L'ordonnance
Nous sommes couchés sur le banc d'angle de la cuisine. Nos têtes se touchent. Nous ne dormons pas encore, mais nos yeux sont fermés. Quelqu'un pousse la porte. Nous ouvrons les yeux. La lumière d'une lampe de poche nous aveugle. Nous demandons:
– Qui est là?
Une voix d'homme répond:
– Pas peur. Vous pas peur. Deux vous êtes ou moi trop boire?
Il rit, il allume la lampe à pétrole sur la table et éteint sa lampe de poche. Nous le voyons bien maintenant. C'est un militaire étranger, sans grade. Il dit:
– Moi être ordonnance du capitaine. Vous faire quoi, là?
Nous disons:
– Nous habitons ici. Chez notre Grand-Mère.

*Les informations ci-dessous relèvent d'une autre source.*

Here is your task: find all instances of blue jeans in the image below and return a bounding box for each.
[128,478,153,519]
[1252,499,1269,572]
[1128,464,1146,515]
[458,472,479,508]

– Vous petits-fils de Sorcière? Moi jamais vu encore vous. Vous être ici depuis quand?
– Depuis deux semaines.
– Ah! Moi être parti permission chez moi, dans mon village. Bien rigolé.
Nous demandons:
– Comment se fait-il que vous parliez notre langue?
Il dit:
– Ma mère naître ici, dans votre pays. Venir travailler chez nous, serveuse dans bistrot. Connaître mon père, se marier avec. Quand moi être petit, ma mère me parler votre langue. Votre pays et mon pays, être pays amis. Combattre l'ennemi ensemble. Vous deux venir de où?
– De la Grande Ville.
– Grande Ville, beaucoup danger. Boum! Boum!
– Oui, et plus rien à manger.
– Ici, bien pour manger. Pommes, cochons, poulets, tout. Vous restez longtemps? Ou seulement vacances?
– Nous resterons jusqu'à la fin de la guerre.
– Guerre bientôt finie. Vous dormir là? Banc nu, dur, froid. Sorcière pas vouloir prendre vous dans chambre?
– Nous ne voulons pas dormir dans la chambre de Grand-Mère. Elle ronfle et elle sent mauvais. Nous avions des couvertures et des draps, mais elle les a vendus.
L'ordonnance prend de l'eau,chaude dans le chaudron sur le fourneau et dit:
– Moi devoir nettoyer chambre. Capitaine aussi revenir permission ce soir ou demain matin.
Il sort. Quelques minutes plus tard, il revient. Il nous apporte deux. couvertures militaires grises.
– Pas vendre ça, vieille Sorcière. Si elle être trop méchante, vous me dire. Moi, poum, poum, je tue.
Il rit encore. Il nous couvre, éteint la lampe et s'en va.
Pendant la journée nous cachons les couvertures dans le galetas.
Exercice d'endurcissement de l'esprit
Grand-Mère nous dit:
– Fils de chienne!
Les gens nous disent:
– Fils de Sorcière! Fils de pute!
D'autres disent:
– Imbéciles! Voyous! Morveux! Ânes! Gorets! Pourceaux! Canailles! Charognes! Petits merdeux! Gibier de potence! Graines d'assassin!
Quand nous entendons ces mots, notre visage devient rouge, nos oreilles bourdonnent, nos yeux piquent, nos genoux tremblent.
Nous ne voulons plus rougir ni trembler, nous voulons nous habituer aux injures, aux mots qui blessent.
Nous nous installons à la table de la cuisine l'un en face de l’autre, et, en nous regardant dans les yeux, nous disons des mots de plus en plus atroces.
L'un:
– Fumier! Trou du cul!
L'autre:
– Enculé! Salopard!
Nous continuons ainsi jusqu'à ce que les mots n'entrent plus dans notre cerveau, n'entrent même plus dans nos oreilles.
Nous nous exerçons de cette façon une demi-heure environ par jour, puis nous allons nous promener dans les rues.